Which leads to the quote of the day: after yet another string of correct answers from me, Dr. B exclaimed, “That’s very good, Alice! You ought to be a resident!”

The residents groaned, and I blurted out, “I sort of am going to be a resident, you know.”

But it’s nice to have a little confirmation of that prospect.

One of the most nagging questions that I find arises from having women in medicine is: how to open and walk through doors.

Seriously. Anyone who’s at all familiar with academic medicine knows that there’s a set pattern for walking through the hallways and into your patients’ rooms: The attending goes first (unless he doesn’t know where he is, in which case the resident responsible for this patient points the way), followed by any fellows, followed by the residents in order of seniority/relevance to this particular patient, followed by the medical students, third years at the back. This works smoothly, until a senior male resident decides to open the door for his female juniors to walk through. Now he’s at the back of the gaggle, and of course the attending has a question for him immediately.

In a large group, seniority tends to predominate, and doors are opened and held by the people as they walk up to them, regardless of gender. It gets trickier when you’re one-on-one: female student/intern accompanying a male attending/senior. Now what? I never know whether the man I’m working with feels obliged to open doors, which I appreciate, or doesn’t pay attention to that old-fashioned rule, in which case I’m quite capable of getting my own doors. The tricky part is if I’m following a doctor, and he’s the only one who knows whether he intends to turn right or left after we get out of the stairwell, and then he opens the door. . . I’ve perfected a little dance step for moving through the door and semi-bowing appreciation, and then slipping neatly to the side, so he can resume the lead toward wherever he intends to go. (It’s kind of like the step for weaving in a Scottish set.)

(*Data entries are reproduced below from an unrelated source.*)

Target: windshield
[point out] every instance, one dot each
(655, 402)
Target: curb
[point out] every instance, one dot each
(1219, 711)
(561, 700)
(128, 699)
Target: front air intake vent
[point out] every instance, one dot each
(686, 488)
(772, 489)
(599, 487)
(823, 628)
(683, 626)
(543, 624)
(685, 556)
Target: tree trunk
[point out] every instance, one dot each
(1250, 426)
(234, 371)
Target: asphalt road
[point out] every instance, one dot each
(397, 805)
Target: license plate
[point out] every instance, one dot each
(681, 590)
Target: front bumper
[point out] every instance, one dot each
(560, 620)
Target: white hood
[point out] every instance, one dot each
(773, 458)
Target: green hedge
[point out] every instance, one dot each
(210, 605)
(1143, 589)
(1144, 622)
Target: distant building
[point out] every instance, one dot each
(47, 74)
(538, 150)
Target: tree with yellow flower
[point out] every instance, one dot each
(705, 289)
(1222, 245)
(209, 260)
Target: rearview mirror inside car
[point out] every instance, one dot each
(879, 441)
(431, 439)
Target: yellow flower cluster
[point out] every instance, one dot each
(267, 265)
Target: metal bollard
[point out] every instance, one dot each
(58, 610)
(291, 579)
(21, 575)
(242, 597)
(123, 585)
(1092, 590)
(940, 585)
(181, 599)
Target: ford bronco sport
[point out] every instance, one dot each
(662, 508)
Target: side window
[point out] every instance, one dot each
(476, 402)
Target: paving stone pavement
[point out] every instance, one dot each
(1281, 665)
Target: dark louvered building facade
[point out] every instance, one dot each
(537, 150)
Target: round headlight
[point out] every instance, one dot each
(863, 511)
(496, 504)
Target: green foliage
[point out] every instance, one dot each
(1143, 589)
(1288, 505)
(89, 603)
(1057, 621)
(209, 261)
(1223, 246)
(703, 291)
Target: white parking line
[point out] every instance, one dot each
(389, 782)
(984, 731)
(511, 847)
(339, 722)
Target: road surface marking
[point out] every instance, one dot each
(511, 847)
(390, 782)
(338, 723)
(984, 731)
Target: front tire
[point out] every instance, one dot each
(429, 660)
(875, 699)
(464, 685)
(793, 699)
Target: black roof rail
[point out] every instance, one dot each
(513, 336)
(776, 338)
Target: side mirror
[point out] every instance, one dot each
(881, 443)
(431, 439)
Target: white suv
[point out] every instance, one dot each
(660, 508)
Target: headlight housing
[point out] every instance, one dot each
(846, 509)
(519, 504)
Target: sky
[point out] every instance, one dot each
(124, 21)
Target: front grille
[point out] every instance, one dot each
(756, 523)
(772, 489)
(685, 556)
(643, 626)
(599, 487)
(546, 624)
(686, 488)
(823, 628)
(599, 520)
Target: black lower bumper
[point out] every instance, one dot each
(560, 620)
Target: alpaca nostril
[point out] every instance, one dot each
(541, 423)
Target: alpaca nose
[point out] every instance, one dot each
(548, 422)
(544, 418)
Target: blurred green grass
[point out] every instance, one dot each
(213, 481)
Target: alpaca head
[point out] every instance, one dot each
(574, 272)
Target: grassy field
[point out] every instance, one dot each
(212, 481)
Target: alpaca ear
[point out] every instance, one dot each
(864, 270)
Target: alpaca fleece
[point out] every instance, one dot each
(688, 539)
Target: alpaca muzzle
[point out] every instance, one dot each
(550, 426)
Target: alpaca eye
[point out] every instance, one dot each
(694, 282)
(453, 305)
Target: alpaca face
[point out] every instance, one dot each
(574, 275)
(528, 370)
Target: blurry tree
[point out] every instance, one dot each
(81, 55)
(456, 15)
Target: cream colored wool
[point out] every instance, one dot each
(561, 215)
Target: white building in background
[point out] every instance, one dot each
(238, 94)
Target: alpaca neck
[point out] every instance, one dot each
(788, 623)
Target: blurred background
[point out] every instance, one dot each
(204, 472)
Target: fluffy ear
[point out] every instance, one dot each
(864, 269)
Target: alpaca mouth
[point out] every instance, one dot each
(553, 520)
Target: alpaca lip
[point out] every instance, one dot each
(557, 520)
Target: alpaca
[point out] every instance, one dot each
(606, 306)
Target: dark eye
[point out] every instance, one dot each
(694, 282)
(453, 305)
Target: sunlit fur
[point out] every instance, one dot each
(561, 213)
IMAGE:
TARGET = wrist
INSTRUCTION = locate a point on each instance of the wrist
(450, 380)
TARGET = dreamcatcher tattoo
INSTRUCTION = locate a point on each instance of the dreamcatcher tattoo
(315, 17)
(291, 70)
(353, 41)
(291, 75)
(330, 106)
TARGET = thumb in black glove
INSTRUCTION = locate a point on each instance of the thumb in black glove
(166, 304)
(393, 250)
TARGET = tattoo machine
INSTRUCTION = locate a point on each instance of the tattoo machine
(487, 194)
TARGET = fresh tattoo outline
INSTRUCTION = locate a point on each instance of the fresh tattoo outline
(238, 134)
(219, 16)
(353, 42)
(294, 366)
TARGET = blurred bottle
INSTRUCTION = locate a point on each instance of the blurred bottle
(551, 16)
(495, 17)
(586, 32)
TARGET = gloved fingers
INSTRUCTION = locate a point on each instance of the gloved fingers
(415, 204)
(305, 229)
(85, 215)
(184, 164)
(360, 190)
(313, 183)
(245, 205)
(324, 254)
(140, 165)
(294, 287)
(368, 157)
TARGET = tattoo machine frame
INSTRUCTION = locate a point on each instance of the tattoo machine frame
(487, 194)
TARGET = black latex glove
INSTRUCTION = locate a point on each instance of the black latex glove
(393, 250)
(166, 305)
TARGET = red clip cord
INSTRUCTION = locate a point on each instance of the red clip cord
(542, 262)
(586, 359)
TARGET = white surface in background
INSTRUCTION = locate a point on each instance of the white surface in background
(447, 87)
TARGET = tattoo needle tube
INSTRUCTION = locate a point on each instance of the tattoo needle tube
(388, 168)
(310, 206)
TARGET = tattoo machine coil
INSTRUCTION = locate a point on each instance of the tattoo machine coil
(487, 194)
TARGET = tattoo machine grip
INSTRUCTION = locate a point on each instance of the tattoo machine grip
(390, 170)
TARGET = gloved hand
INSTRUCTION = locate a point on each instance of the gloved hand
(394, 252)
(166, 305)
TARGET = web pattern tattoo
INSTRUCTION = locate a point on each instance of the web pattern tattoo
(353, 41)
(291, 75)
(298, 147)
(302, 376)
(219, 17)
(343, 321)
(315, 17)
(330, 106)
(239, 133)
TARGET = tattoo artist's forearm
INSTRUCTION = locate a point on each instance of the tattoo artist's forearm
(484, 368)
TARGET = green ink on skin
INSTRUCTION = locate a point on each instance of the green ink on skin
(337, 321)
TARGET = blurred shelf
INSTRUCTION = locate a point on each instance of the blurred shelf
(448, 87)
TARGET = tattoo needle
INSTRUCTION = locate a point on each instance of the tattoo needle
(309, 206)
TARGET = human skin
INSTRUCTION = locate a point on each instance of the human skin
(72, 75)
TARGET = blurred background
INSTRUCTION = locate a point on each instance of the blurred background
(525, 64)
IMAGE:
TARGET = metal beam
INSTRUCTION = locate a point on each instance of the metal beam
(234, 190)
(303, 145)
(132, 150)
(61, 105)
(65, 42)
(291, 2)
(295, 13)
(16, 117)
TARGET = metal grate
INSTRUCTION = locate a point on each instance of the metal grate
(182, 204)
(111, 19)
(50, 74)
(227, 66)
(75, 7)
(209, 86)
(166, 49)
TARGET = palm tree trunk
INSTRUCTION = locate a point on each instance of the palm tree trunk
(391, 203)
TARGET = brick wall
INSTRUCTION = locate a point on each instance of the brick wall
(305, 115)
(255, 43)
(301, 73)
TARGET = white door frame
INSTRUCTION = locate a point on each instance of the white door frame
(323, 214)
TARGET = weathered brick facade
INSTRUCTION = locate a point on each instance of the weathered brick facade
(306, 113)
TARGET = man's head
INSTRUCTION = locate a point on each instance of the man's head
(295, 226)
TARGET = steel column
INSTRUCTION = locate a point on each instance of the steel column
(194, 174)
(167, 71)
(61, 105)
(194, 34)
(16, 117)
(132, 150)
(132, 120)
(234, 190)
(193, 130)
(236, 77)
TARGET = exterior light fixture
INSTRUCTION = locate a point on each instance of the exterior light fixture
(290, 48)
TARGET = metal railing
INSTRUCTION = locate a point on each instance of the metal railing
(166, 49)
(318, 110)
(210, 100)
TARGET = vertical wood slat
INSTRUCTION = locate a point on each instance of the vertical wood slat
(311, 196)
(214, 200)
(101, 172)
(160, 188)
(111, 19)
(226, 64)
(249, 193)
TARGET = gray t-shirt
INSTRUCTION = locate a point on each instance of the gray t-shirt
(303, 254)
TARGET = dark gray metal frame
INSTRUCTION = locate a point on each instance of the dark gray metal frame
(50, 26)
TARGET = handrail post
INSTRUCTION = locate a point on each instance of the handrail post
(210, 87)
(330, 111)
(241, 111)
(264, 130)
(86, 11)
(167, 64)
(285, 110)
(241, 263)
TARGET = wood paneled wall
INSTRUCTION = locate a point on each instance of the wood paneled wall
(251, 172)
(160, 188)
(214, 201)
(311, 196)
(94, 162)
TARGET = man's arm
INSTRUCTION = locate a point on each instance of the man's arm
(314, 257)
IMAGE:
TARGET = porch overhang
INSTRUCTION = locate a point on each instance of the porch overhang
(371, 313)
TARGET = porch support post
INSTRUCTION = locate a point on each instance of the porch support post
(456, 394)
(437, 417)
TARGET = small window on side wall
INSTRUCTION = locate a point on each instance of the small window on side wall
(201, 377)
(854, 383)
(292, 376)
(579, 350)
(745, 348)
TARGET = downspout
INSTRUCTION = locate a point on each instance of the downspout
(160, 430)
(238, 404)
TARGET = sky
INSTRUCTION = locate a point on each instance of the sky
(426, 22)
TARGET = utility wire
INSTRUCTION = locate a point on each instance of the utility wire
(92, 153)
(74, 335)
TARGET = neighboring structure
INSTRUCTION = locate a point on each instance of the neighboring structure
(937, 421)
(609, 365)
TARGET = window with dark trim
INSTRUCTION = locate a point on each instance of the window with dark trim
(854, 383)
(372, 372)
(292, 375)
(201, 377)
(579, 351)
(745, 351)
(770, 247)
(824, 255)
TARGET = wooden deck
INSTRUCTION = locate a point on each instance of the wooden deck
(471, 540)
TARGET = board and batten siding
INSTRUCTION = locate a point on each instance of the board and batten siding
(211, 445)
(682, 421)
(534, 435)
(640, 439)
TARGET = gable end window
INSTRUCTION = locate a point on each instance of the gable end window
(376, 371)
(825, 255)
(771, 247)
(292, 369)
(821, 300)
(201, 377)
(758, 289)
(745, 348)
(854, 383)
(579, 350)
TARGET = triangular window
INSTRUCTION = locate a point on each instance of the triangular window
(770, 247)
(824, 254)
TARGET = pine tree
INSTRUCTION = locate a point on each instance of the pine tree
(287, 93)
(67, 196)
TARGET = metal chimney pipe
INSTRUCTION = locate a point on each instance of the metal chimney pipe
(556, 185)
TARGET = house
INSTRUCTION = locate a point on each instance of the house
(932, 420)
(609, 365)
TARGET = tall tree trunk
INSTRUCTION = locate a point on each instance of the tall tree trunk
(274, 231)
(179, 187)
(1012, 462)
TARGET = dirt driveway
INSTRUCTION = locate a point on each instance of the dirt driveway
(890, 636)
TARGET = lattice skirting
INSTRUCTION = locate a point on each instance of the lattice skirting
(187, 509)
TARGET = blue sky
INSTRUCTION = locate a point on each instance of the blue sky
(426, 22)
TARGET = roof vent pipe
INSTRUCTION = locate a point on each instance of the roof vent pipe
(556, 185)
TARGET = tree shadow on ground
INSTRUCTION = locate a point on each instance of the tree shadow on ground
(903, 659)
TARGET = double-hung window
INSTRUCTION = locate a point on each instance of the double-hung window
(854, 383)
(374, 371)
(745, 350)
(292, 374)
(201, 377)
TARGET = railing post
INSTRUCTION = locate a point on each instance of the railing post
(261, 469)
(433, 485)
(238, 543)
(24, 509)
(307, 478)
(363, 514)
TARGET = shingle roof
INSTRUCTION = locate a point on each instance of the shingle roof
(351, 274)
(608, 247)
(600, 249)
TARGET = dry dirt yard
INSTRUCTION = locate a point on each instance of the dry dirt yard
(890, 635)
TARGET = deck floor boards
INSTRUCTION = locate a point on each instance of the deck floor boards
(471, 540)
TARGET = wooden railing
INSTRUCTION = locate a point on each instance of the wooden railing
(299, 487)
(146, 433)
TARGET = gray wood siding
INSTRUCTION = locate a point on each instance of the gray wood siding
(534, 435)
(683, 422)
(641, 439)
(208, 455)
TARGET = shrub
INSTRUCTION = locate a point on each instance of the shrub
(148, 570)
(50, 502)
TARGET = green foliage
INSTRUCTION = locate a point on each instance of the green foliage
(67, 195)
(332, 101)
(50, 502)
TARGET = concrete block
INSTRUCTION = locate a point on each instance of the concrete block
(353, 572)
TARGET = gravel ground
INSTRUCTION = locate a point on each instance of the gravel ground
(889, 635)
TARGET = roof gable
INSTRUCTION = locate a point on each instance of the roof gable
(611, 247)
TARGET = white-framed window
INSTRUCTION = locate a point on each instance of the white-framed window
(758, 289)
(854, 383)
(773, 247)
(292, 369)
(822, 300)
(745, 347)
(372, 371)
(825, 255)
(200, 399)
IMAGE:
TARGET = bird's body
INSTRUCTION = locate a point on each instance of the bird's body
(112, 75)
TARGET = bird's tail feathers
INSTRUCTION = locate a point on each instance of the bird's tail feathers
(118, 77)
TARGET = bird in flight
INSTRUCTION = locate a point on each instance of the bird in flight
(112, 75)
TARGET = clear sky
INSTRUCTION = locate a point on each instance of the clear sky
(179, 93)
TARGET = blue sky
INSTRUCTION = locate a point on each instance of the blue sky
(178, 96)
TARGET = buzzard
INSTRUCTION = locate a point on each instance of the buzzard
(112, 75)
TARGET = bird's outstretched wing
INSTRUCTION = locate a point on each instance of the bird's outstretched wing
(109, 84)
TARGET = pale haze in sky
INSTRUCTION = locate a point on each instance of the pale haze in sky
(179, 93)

Dr. Mark was probably the most chivalrous doctor I’ve met in the last year and a half. He opened and held every door for me, every time: car door, hospital door, elevator door, stair door, patient’s door, office door, examining room door, OR door. (Which reminds me of Tolkien’s observation that, setting aside its meaning, the phrase cellar door is the most euphonious combination in the English language.) After a few days with him I realized that it would save a lot of time if I would plan on him opening the doors, and thus slow down and not collide with him when he went to do so. After two and a half weeks of this, I was getting used to the arrangement.

The Indian cardiologists and fellows have no such ideas. I’m working on getting back into the groove of staying in the medical student’s proper position, half a step behind.